Yes, you should keep trying. These people are your family, your children’s family, and it will be worth the effort if you can try. Take charge of the conversation, ask them about your husband when he was a child, their own lives as children, as young people, learn about them, show interest. Tell them about your kids, what they are doing, who their friends are. As someone else mentioned, food is always a safe topic, maybe movies or television shows, whatever they like to do, whatever you like to do. Don’t sit on your phone and act bored. Don’t expect them to text or call and don’t take it personally if they don’t. Not everyone has the same toolbox of things they do, but unless they are mean to you, you should keep trying.

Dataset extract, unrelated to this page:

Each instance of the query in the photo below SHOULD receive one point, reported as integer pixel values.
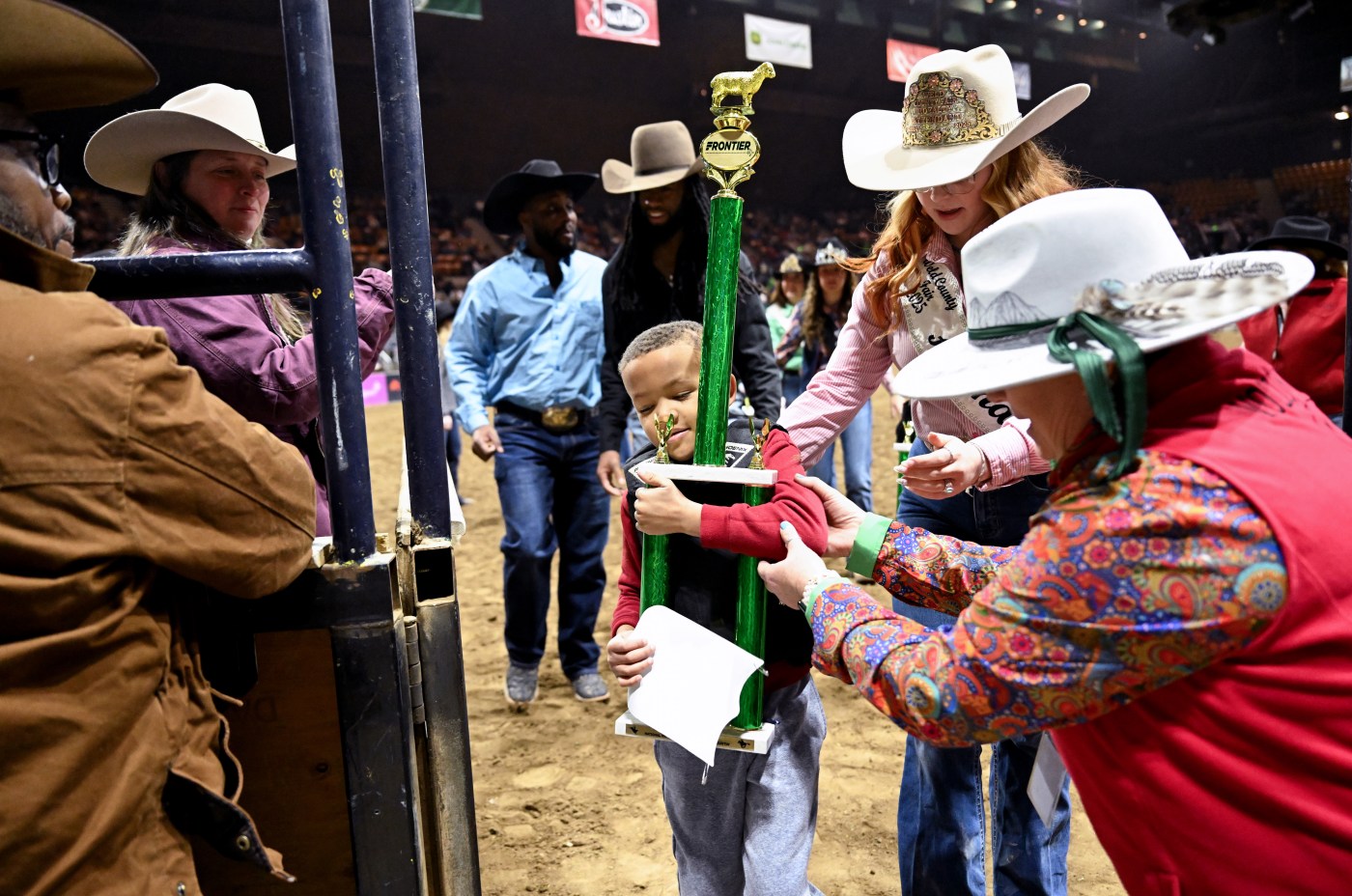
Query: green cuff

I'm not clear on what "drama" is here, or what being the "black sheep" looks like. If they say something that you find upsetting, it would be nice if your husband could step in and say, “mom, that sounds upsetting, I’m sorry that happened”, and then change the subject. If he can’t do it, you can. You can acknowledge their feelings without getting into it with them. If they carry on, then it’s time to make an excuse and cut the visit short, “it’s been so nice to see you all, sorry we can’t stay longer,” and leave. The only thing that would justify not having a relationship with them would be if they are actually mean to you, your husband, or your children. Then your husband should be clear that is not acceptable and you will leave if it happens, and then leave. If that doesn't change that behavior, then you should minimize contact.
You are teaching your children how to treat people, and someday, you will be glad you did.